The Rigor of Systems Thinking

Knowledge, as opposed to “just facts”, is something you can use in different situations, something you can take with you from one project to another. Facts, on the other hand, can characterize specific projects and the objects in them. Knowledge of meters as units of measure is common to all projects. In some projects, a track length is 14 meters — that can’t be applied to other projects, so it’s not “knowledge”, it’s just a “fact”.

The logic (rules of reasoning leading to plausible judgments from plausible premises) of science and engineering is not necessarily Boolean/discrete with “true” and “false” values. Modern logic is probabilistic, and we are talking about Bayesian probability, not frequency probability. Modern logic uses probabilistic reasoning, and experiments do not prove or disprove something but only shift probabilities. Life is not made up of “truths” and “lies”, it is judged by statements about probabilities!

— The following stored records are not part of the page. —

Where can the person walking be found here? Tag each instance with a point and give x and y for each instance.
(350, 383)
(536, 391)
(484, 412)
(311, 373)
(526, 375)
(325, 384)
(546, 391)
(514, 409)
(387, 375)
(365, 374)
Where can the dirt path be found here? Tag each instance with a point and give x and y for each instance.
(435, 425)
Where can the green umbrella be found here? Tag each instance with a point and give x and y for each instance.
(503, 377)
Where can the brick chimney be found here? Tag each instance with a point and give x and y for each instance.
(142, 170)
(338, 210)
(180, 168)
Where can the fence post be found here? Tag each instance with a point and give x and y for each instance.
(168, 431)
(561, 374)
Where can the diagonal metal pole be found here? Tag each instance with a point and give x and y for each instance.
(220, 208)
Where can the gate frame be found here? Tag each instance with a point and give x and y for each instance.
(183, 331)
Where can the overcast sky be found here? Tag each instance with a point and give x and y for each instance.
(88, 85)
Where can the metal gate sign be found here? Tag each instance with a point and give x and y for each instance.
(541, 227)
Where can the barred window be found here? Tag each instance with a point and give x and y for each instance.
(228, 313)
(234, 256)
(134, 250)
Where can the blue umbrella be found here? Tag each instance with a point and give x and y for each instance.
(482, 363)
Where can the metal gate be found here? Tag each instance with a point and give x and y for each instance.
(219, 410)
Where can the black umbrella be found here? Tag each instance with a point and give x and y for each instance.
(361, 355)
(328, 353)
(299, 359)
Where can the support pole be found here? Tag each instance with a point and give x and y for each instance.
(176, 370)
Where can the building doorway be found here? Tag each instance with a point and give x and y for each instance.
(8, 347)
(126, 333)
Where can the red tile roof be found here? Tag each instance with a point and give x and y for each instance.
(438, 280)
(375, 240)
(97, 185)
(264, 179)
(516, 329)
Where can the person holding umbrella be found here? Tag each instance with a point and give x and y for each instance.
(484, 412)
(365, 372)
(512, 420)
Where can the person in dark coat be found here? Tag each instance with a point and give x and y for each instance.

Is systems thinking necessarily formal (expressed in symbolic form, accessible to rigorous logical inference through the meanings of “true” and “false”), or is it entirely informal, i.e., intuitive?

The main thing to discuss here is the presence and importance of completely informal, intuitive, and inexpressible knowledge, including knowledge of systems. Especially since today, such knowledge can be possessed by humans and computers programmed to operate within the connectionist paradigm. Modern achievements of artificial intelligence are related to the development of “computer savvy” (rather than the development of logical programming languages) within the framework of machine learning in general and deep learning in particular.